New Zealand homes, with their “quarter acre sections” are a prominent part of kiwi culture. They play a central role in the retirement plans of many as well as being the biggest transaction we are likely to make in a lifetime. It is no wonder that sometimes consumer confusion over the real estate sales process can eventuate, after all, we care a lot about our homes and we want the job done well. This emotional attachment to our homes can lead to Real Estate industry professionals becoming the butt of criticism. Yet ironically the data from a 2015 survey of real estate vendors concluded that 86% of agents generally meet or exceed their client’s expectations. Perhaps the perceived ‘stigma’ of the industry comes from a competitive environment where the industry could have done a better job of the specific way it delivers value to its clients.
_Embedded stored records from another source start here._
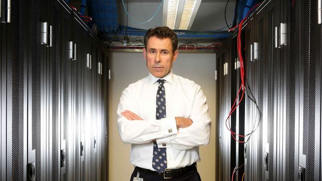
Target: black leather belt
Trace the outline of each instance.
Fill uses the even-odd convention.
[[[145,174],[153,175],[157,177],[163,178],[163,179],[173,179],[180,177],[186,175],[186,174],[194,170],[197,170],[197,164],[194,163],[192,165],[186,166],[178,169],[166,169],[164,171],[159,174],[157,171],[153,171],[149,169],[144,169],[139,167],[136,167],[135,169],[141,173]]]

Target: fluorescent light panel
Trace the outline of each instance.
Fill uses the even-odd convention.
[[[200,3],[201,0],[165,0],[163,25],[166,23],[171,29],[190,30]]]
[[[178,5],[179,0],[169,0],[168,1],[166,26],[171,29],[174,29]]]

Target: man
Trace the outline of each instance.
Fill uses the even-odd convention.
[[[149,30],[143,55],[149,75],[123,91],[117,109],[122,141],[131,144],[132,181],[200,181],[199,145],[211,119],[200,86],[174,74],[178,39],[166,27]]]

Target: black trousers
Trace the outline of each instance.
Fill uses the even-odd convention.
[[[136,167],[133,171],[133,172],[132,173],[131,176],[131,179],[130,181],[133,181],[133,178],[136,177],[137,174],[138,173],[137,167]],[[156,172],[156,174],[158,174]],[[162,174],[161,174],[161,175],[163,175]],[[196,169],[194,169],[190,172],[187,173],[186,174],[176,178],[173,179],[163,179],[160,176],[158,176],[155,174],[150,174],[147,173],[145,173],[144,172],[140,172],[140,178],[143,179],[143,181],[201,181],[201,179],[200,178],[200,176],[197,171],[197,168]]]

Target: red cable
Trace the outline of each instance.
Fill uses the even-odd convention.
[[[232,29],[234,29],[235,28],[237,27],[237,26],[238,27],[238,34],[237,36],[237,50],[238,50],[238,56],[239,57],[239,59],[240,60],[240,77],[241,77],[241,84],[240,85],[240,87],[239,88],[239,90],[238,90],[238,92],[237,93],[237,95],[236,95],[236,98],[235,99],[235,101],[234,102],[234,103],[233,104],[231,108],[230,108],[230,111],[229,111],[229,114],[228,116],[227,116],[227,118],[226,119],[226,121],[225,121],[225,125],[226,125],[226,127],[227,127],[227,129],[230,132],[230,134],[232,136],[232,137],[235,139],[236,141],[238,141],[238,142],[242,142],[242,143],[244,143],[244,141],[239,141],[237,140],[235,136],[234,135],[236,135],[239,137],[245,137],[246,136],[244,135],[239,135],[236,134],[236,133],[234,132],[231,130],[231,128],[230,127],[230,123],[228,121],[228,125],[229,125],[229,128],[227,126],[227,121],[229,120],[229,117],[231,115],[231,114],[235,111],[237,107],[239,105],[239,104],[241,102],[241,101],[243,99],[243,98],[244,97],[244,94],[245,93],[245,82],[244,82],[244,60],[243,59],[242,57],[242,51],[241,51],[241,40],[240,40],[240,36],[241,35],[241,30],[242,30],[242,25],[244,22],[246,20],[247,18],[248,18],[248,14],[256,7],[259,6],[261,2],[259,3],[258,4],[256,4],[255,6],[254,6],[252,9],[251,9],[246,14],[246,16],[244,19],[243,19],[240,23],[237,25],[236,26],[234,26],[233,28],[231,28],[229,29],[228,31],[230,31]],[[241,90],[242,90],[242,96],[240,98],[239,101],[238,103],[236,104],[236,102],[237,101],[237,100],[238,98],[238,96],[239,95],[240,93]],[[235,105],[236,104],[236,105]],[[250,136],[251,135],[249,135]],[[233,174],[234,174],[234,172],[233,173]]]
[[[79,17],[81,18],[86,18],[85,19],[83,19],[83,21],[85,22],[88,22],[88,21],[92,21],[92,18],[89,16],[83,16],[83,15],[80,15]]]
In many cases the industry has fallen into the trap of focusing on so called ‘Vanity Metrics’, which tend to be based on how many properties each agent has sold or their market share. These metrics communicate very little about the value of an agent’s service to each individual client and can often be taken as a “look at me” or shallow statement, hence the term ‘vanity metric’. Sometimes it seems as an industry we have forgotten that clients want to know “what’s in it for me?”.
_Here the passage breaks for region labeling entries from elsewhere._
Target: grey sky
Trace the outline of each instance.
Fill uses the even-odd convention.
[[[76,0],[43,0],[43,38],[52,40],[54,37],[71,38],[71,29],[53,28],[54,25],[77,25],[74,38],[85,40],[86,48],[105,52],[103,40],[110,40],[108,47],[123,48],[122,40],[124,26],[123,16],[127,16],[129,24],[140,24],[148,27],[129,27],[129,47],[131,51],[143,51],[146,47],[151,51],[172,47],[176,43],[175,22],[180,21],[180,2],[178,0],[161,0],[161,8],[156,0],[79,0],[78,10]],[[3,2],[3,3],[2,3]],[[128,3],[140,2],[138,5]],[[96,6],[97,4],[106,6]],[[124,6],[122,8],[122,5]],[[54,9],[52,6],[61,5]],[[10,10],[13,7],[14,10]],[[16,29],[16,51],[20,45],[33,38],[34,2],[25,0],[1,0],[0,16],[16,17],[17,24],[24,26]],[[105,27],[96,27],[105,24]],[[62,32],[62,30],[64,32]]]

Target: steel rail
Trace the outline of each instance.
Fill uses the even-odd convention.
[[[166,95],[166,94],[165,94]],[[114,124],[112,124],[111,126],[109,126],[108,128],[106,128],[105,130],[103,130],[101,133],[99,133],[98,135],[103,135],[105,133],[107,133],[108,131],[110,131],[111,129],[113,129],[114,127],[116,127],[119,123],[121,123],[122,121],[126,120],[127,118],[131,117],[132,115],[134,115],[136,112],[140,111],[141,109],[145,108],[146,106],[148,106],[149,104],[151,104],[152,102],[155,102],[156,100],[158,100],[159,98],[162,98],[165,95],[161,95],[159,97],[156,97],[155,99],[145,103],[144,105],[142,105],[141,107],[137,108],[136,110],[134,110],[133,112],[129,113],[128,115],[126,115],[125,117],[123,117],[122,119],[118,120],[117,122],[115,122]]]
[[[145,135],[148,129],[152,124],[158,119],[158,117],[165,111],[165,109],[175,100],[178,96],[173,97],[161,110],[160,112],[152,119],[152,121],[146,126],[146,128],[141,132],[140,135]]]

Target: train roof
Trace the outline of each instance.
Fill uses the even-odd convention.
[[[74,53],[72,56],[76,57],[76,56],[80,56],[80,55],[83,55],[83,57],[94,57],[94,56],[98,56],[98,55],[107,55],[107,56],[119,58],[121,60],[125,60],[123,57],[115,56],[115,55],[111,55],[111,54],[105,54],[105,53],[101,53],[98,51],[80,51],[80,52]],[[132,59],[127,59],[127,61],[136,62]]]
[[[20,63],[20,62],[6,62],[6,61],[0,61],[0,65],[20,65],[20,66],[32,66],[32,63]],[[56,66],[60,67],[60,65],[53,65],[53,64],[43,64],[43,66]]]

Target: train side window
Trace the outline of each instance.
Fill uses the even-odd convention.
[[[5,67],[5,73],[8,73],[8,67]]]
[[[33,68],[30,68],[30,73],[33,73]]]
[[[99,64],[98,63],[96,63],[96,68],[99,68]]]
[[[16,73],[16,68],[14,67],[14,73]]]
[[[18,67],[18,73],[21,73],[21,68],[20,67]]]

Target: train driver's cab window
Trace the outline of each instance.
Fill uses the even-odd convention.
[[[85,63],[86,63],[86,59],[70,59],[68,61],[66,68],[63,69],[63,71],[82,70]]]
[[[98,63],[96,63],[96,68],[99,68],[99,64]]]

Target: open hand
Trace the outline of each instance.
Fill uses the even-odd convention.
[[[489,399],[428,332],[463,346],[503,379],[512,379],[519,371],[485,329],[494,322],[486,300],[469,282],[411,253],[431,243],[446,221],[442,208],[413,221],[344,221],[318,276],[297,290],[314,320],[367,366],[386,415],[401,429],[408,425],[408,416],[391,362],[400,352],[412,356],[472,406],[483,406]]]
Clients tell us that there are a few important factors they care about when engaging Real Estate services:
Getting the best price for the property
Getting the property sold in the appropriate time frame for the client
Having a hassle-free service along the way including good communication.
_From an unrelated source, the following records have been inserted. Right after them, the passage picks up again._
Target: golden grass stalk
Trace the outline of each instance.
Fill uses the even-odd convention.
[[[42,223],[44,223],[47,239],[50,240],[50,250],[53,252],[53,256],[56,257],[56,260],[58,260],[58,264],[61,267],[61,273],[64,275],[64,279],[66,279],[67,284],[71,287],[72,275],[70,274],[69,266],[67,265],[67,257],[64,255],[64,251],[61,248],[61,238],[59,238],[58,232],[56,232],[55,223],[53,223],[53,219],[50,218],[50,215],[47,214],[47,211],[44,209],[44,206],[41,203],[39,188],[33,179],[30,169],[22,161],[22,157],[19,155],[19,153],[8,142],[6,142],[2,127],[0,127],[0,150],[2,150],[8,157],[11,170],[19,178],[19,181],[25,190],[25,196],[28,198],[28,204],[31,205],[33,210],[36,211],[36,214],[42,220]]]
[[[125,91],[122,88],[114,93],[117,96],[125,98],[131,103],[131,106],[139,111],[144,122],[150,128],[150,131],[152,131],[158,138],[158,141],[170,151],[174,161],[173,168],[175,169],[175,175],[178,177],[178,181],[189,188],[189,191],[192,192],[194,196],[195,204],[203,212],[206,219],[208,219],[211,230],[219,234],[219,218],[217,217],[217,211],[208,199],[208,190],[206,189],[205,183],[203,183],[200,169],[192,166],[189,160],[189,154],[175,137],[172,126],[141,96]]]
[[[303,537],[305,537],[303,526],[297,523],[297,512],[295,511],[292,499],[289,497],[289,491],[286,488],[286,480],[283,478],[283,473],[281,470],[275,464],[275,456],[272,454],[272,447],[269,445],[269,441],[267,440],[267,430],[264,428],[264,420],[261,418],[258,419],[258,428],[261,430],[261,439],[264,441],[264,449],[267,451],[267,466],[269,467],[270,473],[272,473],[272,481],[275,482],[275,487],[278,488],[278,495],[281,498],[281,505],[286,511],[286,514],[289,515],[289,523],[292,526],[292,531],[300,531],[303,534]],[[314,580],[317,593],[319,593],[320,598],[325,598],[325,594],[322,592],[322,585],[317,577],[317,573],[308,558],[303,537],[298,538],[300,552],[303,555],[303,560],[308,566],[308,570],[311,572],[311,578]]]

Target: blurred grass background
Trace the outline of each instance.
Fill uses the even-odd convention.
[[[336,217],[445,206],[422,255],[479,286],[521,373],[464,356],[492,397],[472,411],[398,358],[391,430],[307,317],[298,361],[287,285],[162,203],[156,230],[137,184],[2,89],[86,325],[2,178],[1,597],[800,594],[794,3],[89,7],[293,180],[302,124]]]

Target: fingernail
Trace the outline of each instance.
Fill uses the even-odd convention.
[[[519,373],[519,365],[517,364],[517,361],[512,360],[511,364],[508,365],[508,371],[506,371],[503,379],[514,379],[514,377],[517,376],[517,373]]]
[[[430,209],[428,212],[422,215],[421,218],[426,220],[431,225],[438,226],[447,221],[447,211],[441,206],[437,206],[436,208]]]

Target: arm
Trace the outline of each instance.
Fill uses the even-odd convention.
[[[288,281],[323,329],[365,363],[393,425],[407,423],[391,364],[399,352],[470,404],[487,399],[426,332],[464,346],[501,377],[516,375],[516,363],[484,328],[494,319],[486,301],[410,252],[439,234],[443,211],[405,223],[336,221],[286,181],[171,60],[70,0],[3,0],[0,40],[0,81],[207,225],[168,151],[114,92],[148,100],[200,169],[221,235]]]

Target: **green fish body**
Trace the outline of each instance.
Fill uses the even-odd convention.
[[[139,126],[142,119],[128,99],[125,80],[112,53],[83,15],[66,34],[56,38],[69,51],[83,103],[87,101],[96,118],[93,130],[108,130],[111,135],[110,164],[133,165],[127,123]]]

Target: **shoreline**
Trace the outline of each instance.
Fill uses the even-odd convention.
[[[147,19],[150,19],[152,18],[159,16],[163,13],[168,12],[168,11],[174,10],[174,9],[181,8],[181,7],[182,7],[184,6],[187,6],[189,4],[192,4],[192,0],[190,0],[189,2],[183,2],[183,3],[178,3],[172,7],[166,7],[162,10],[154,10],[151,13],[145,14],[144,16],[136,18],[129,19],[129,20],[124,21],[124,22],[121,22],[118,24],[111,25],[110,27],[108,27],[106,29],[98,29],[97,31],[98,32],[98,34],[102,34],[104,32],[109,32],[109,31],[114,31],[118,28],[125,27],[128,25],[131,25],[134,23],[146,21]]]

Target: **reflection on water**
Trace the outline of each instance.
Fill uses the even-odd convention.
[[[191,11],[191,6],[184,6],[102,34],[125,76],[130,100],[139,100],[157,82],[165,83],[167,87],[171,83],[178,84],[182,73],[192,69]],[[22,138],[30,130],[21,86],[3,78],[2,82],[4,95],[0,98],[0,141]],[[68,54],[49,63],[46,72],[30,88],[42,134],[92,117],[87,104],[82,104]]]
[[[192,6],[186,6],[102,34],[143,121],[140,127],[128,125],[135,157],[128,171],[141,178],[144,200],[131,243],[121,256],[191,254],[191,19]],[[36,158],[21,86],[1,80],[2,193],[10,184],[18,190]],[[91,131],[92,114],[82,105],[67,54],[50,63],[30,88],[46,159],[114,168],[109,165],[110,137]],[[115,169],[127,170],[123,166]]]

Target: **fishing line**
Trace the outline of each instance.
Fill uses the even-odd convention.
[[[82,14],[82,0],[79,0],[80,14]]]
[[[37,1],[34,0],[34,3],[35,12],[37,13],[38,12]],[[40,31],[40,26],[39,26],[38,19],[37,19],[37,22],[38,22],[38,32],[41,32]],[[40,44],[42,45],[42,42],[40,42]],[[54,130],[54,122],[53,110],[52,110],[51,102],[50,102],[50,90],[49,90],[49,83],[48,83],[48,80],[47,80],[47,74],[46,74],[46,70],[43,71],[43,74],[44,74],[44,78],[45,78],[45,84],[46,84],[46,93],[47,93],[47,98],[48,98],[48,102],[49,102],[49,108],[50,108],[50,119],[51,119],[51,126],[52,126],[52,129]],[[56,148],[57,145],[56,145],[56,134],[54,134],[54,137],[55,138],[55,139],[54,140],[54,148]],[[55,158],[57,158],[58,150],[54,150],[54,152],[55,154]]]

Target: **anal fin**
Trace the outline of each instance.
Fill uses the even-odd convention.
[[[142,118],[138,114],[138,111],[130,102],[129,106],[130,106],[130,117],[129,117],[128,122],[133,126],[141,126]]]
The reality is that many agents work very hard to deliver these points in their service. However historically these factors have been rather difficult to quantify and thus have been discounted and labelled as “sales talk” when they are mentioned in listing presentations.
The world of available data and internet turns this thinking on its head and allows us to create a new world, where we can quantify the benefits of different services.
Are the facts guiding your decisions?
So how does the Home owner gain from this new data availability? The use of this information to guide the sales process is critical to achieving great results.
We can learn a number of things from a critical analysis the current market. Our first graph shows us the difference in sale price for a typical $200,000 - $400,000 home in Timaru when left on the market for different periods of time.
A simple summary tells us that on average, the cost of selling too quickly can result in a reduction of average house value of approximately $20,000, sell too late and we can see a steadily worsening effect on average house price.
Question 1: Do houses in Timaru that are on the market for a long time sell for less?
The analysis shows the 8-30-day bracket as the sweet spot for selling your home. We tend to find that the key factors which contribute to selling your property in an ideal time frame are influenced by the real estate agent and the home owner, such as:
“you can’t sell a secret” so to find the right people, marketing exposure is essential.
Key Points from the analysis:
Homeowners should be a lot more successful in the sale of their home if they consider some general rules of thumb developed from this information.
Don’t sell properties quickly (see figure 1; 0-7 days):
The temptation of a quick sale is costing home owners, there are always exceptions to the rule, but think twice before taking an early offer, if a buyer turns up unexpectedly, ask yourself, could there be more people that are willing to purchase this property? Remembering competition between buyers tends to increase price.
‘Waiting long enough’ does not increase likelihood of getting that high price:
It is not consistent with the data to believe that if we leave the property on the market for long enough, eventually we will get it sold for the price we want. Instead the analysis advises us to take maximum advantage of early buyer interest (8-30 days).
While simple this information has an incredibly profitable upside to the sale of a property and shouldn’t be disregarded. Sure there is always exceptions to the rule but most of us don’t have the pleasure of being an exception.